Last night, Finance Minister Nirmala Sitharaman said that the Indian government has decided to impose a 1 per cent tax at source (TDS) on the transfer of crypto and other virtual digital assets.
According to the Finance Bill 2022 presented at Budget 2022, this provision regarding TDS will come into effect from 1 July 2022, and not 1 April 2022.
“TDS (tax deducted at source) is more for tracking. It is not an additional tax, and not a new tax. It is a tax that will help people track it, but at the same time, the taxpayer can always reconcile it with the total tax to be paid to the government,” media reports quoted Sitharaman as saying in a statement in Lok Sabha.
“Any person responsible for paying to a resident any sum by way of consideration for transfer of a virtual digital asset, shall, at the time of credit of such sum to the account of the resident or at the time of payment of such sum by any mode, whichever is earlier, deduct an amount equal to one per cent of such sum as income tax thereon,” she said, quoting an excerpt from Section 194S of the Income Tax Act, 1961.
What Is TDS?
Tax Deducted at Source is the amount of income tax that is deducted at the time of receiving any specified payments, such as rent, commission, certain gains, salary, and interest, among others. As the name suggests, the tax is to be deducted at the source, meaning when you receive this certain payment, it will come to your hand with the TDS deducted (at source).
For example, let’s say you are employed at a salary of Rs 25,000. Your employer will deduct Rs 2,500 (10 per cent TDS), and give you the balance as your salary. In addition, he will issue you a TDS certificate against the deduction in the manner of Form 16/16A to help you with your tax filing.
Let’s take another example. Let’s suppose you purchase Rs 5,000 worth of Ethereum (ETH) on any crypto exchange, and then sell it at Rs 6,000 a month later. Here the crypto exchange will give you Rs 5,940 (1%) and issue you a TDS certificate for Rs 60.
Is Deducting TDS Same As Deducting Tax?
The Income Tax Department deducts TDS to know about a transaction originating on a user’s permanent account number (PAN). Therefore, the TDS certificate, which has to be mandatorily given to you by the paying company, should be furnished at the time of filing your I-T Return.
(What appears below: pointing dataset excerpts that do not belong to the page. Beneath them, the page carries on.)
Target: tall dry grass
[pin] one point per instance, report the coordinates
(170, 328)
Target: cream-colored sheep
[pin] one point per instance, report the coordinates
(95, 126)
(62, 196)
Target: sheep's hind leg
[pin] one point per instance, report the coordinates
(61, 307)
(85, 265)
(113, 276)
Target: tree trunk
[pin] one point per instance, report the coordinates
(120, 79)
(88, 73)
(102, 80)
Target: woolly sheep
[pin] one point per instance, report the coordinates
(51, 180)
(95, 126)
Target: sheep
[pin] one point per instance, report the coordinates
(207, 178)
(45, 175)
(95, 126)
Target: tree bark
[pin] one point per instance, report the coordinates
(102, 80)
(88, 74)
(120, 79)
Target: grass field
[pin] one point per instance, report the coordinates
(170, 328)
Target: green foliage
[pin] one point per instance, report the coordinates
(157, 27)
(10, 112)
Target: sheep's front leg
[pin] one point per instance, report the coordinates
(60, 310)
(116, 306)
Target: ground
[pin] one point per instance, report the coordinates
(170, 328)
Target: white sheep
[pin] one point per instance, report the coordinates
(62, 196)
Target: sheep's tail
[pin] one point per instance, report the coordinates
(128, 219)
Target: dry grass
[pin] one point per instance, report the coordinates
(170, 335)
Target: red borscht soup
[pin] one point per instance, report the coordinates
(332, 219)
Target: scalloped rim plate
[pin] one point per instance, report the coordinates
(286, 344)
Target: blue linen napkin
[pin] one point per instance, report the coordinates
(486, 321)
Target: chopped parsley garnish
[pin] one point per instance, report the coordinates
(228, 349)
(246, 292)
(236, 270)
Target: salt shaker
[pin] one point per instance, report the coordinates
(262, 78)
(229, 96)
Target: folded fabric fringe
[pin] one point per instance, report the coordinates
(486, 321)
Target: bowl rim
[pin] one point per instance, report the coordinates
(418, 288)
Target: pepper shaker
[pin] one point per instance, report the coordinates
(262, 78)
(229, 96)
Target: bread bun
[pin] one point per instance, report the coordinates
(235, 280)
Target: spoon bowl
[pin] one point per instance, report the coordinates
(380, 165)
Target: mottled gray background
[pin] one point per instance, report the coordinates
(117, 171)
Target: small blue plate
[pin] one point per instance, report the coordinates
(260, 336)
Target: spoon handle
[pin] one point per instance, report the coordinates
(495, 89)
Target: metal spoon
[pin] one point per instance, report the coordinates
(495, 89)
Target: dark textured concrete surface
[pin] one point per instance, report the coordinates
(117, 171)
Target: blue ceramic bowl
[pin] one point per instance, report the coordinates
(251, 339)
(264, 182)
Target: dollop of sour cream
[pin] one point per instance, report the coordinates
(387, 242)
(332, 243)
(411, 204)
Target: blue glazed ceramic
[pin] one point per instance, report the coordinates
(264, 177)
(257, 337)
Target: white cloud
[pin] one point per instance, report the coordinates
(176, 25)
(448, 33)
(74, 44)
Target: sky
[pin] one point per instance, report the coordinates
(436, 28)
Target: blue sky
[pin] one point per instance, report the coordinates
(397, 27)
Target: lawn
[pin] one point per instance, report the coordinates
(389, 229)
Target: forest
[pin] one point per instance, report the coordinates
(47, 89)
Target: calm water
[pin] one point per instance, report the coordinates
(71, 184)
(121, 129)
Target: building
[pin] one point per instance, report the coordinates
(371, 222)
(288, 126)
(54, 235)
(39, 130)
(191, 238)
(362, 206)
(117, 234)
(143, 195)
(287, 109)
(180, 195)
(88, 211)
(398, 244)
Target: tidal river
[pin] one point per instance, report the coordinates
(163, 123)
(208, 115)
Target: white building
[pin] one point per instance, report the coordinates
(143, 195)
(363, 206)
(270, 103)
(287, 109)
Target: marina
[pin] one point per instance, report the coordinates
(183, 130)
There are different reasons why a TDS has to be deducted and if it can be refunded back.
Let’s take the example of TDS on salary. Let’s say, your employer deducts Rs. 2,000 as TDS on your salary of Rs 20,000 per month. So at the time of filing the income tax return, you can adjust this TDS against your total tax to be paid, which would be nil in this case. So, instead of paying the tax, you will receive a tax refund in this case. (Slab rate 0 to Rs 2.5 lakh – nil tax)
Let’s now take the example of TDS for digital asset. Let’s say you sold your Ethereum, which you bought for Rs. 5,000, at Rs. 6,000. So here, your TDS was Rs. 60, and capital gains were Rs. 1,000. According to the present law, as per section 115BBH of the Income Tax Act, 1961, you must pay 30 per cent tax on virtual digital assets gains. So you will have to pay a total tax of Rs 300 on this transaction (Rs. 1,000*30%= Rs. 300), but since you have already paid Rs 60 as TDS, so your total tax liability will be Rs. 240 (Rs. 300-60).